Overall, it seems clear now, that whilst healthcare workers have been fighting for patients’ rights for decades, there have been educators too, who have been fighting similar battles for students’ rights. Social justice groups have been small-scale, underfunded and disjointed, because we haven’t known – until recently – that we shared so much in common. But the predictable playbook used by the Globalists was the same each time: we got to know and perhaps some of us lazily accepted it as a corrupt system we couldn’t change. So we have been separated in the past, and isolated in our battles. Many of us have lived lives ‘on the outside’ (on the ‘fringe’?) for many years, as observers of the slow car crash that we are witnessing globally today.

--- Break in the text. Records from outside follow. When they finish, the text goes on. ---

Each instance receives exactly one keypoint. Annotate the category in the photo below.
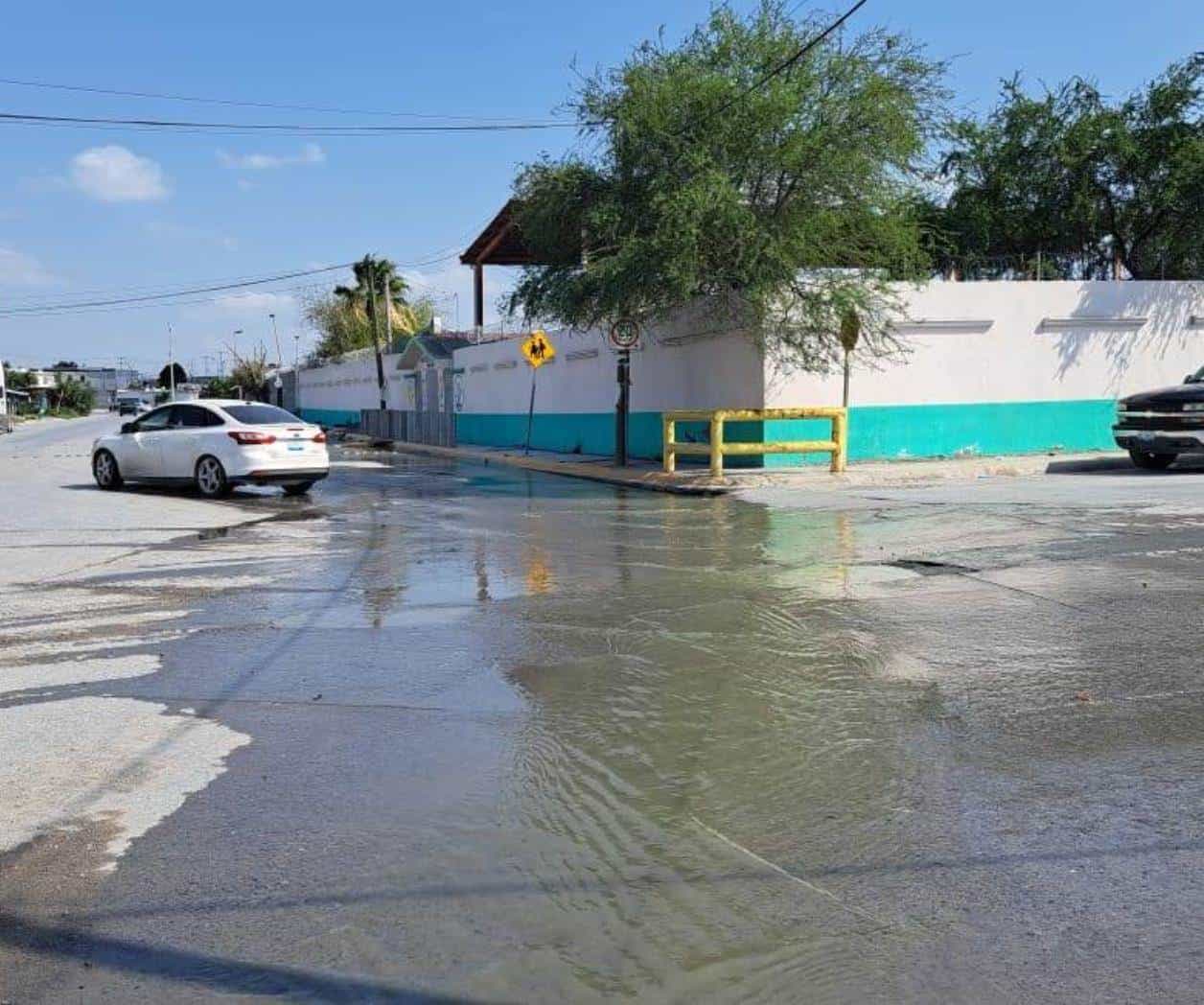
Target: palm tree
(379, 275)
(373, 275)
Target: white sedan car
(213, 445)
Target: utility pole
(622, 409)
(850, 333)
(376, 334)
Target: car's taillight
(245, 437)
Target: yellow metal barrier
(838, 446)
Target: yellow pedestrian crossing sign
(537, 348)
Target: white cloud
(18, 269)
(311, 153)
(174, 231)
(113, 174)
(255, 303)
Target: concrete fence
(986, 367)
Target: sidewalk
(697, 481)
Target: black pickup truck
(1158, 426)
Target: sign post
(624, 337)
(536, 350)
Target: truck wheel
(1152, 461)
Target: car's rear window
(259, 414)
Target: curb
(649, 481)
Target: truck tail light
(247, 437)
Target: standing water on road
(519, 737)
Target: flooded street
(467, 733)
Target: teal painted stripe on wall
(875, 432)
(592, 432)
(948, 431)
(330, 416)
(561, 432)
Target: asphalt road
(460, 733)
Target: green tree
(165, 375)
(72, 398)
(1089, 187)
(220, 386)
(779, 200)
(249, 372)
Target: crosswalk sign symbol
(537, 348)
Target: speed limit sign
(624, 335)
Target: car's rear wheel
(211, 479)
(104, 470)
(1152, 461)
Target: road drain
(926, 567)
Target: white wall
(676, 367)
(1022, 356)
(351, 384)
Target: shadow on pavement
(1120, 464)
(220, 973)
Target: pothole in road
(926, 567)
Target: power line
(243, 104)
(27, 118)
(173, 298)
(150, 298)
(781, 67)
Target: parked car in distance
(213, 445)
(1157, 427)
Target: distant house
(104, 381)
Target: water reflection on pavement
(518, 737)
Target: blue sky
(84, 211)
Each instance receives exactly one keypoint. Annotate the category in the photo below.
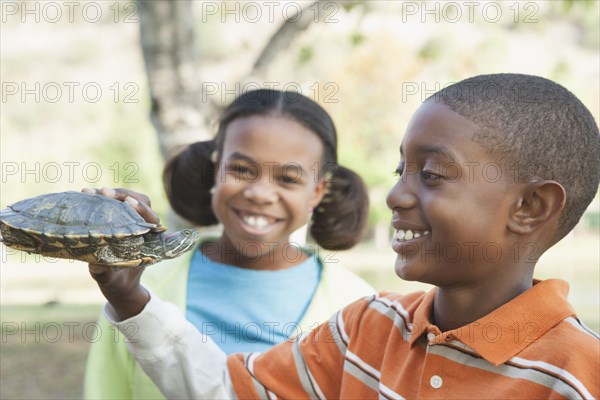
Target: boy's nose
(400, 196)
(261, 193)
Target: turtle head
(161, 246)
(175, 244)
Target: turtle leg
(127, 263)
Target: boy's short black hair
(539, 130)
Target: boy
(494, 170)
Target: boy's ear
(538, 203)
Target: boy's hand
(121, 286)
(122, 289)
(140, 202)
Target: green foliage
(305, 55)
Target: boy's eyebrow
(438, 149)
(236, 155)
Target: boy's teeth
(402, 235)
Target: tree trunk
(170, 56)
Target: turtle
(91, 228)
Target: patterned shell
(76, 216)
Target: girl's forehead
(271, 137)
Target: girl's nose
(261, 193)
(401, 196)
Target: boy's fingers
(121, 194)
(140, 202)
(144, 210)
(100, 273)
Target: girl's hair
(339, 220)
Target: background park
(76, 111)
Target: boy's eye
(237, 168)
(399, 170)
(430, 176)
(289, 179)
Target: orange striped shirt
(385, 347)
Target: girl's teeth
(256, 221)
(402, 235)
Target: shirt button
(436, 381)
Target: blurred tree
(167, 39)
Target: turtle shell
(75, 216)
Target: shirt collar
(510, 328)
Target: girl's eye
(399, 170)
(289, 179)
(240, 169)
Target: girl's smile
(265, 186)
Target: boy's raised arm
(181, 361)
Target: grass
(43, 350)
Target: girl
(271, 167)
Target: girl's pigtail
(340, 220)
(188, 179)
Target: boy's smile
(451, 203)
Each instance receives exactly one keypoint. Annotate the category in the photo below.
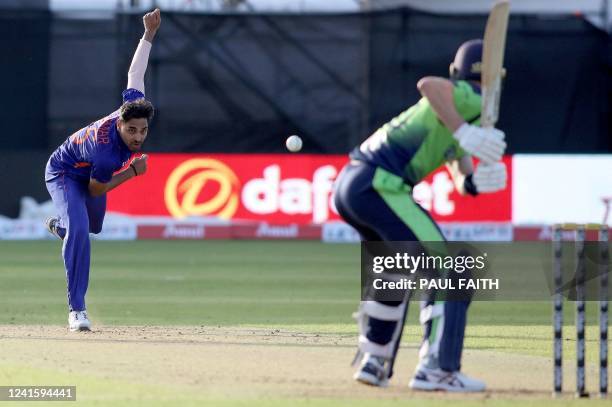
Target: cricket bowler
(374, 195)
(87, 166)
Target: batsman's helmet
(468, 61)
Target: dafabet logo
(184, 189)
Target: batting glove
(490, 177)
(487, 144)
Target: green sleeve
(468, 105)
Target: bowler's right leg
(69, 197)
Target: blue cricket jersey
(95, 151)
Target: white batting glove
(490, 177)
(487, 144)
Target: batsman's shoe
(372, 371)
(52, 225)
(438, 379)
(78, 321)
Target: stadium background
(230, 82)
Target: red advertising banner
(276, 188)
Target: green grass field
(306, 287)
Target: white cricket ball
(294, 143)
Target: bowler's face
(133, 132)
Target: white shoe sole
(370, 379)
(80, 328)
(429, 386)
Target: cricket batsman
(88, 165)
(373, 194)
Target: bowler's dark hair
(137, 109)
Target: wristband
(469, 187)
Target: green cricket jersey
(415, 143)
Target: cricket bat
(494, 45)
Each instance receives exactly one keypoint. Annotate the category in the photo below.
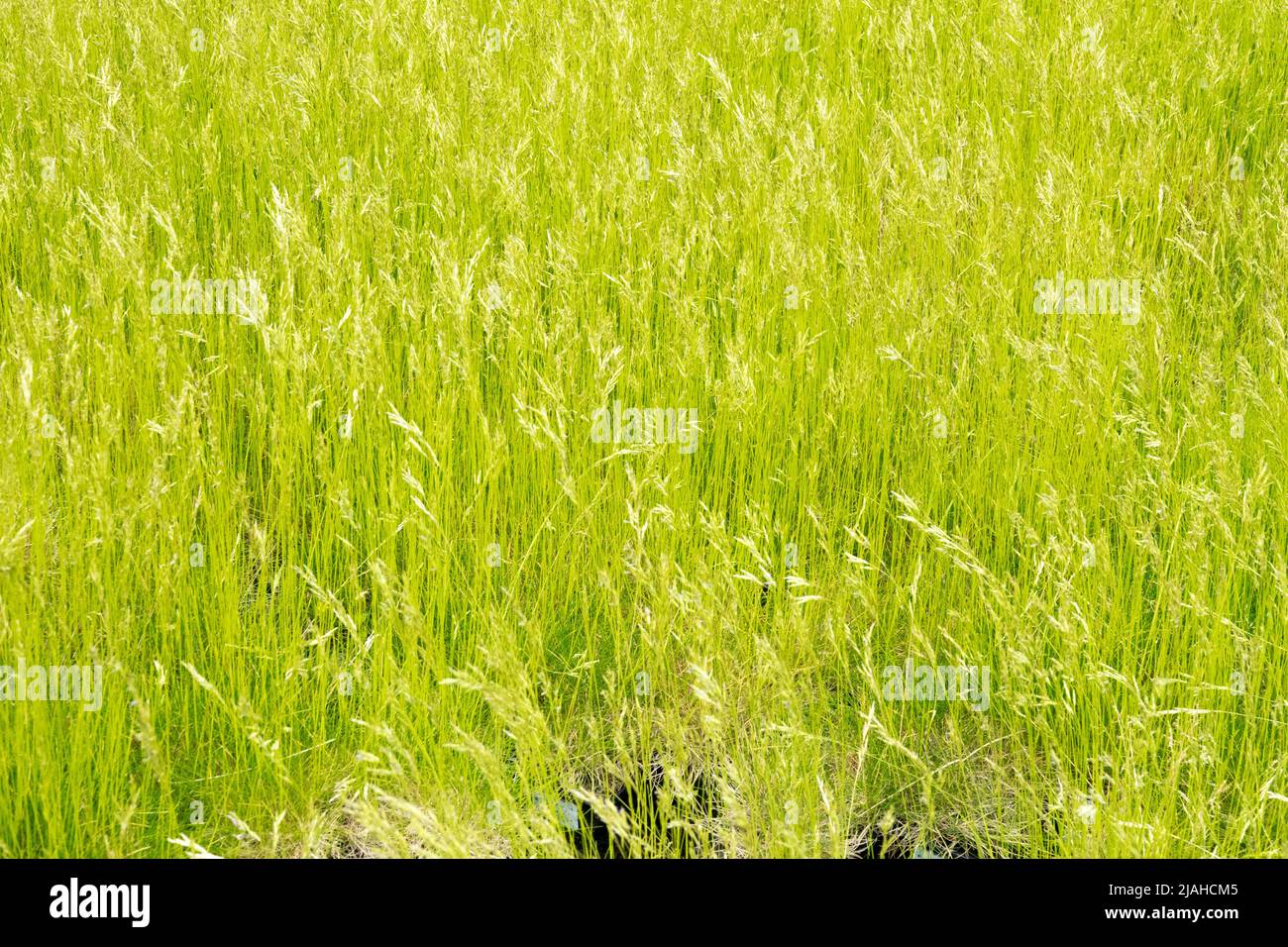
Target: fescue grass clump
(312, 318)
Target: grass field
(428, 421)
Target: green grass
(471, 241)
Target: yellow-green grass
(472, 227)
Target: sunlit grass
(362, 579)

But now we are gathered together. We are strong and understand more than ever, what we have each experienced and why. And more importantly, we know what we now need to do, to overcome this evil and win back our freedoms – academic, clinical, political and citizenship freedoms. We can join forces now, as academic Freedom Fighters internationally from the Brownstone Institute have done, to provide quality education that is firmly based on ethics and curiosity, without the artificial restrictions of past conflicts of interest. And importantly, the final part of this book provides ideas about that solution, in the shape of a new, independent parallel community in the Truth University. Let’s work together on this project, to make positive change for a new type of ‘knowledge society’.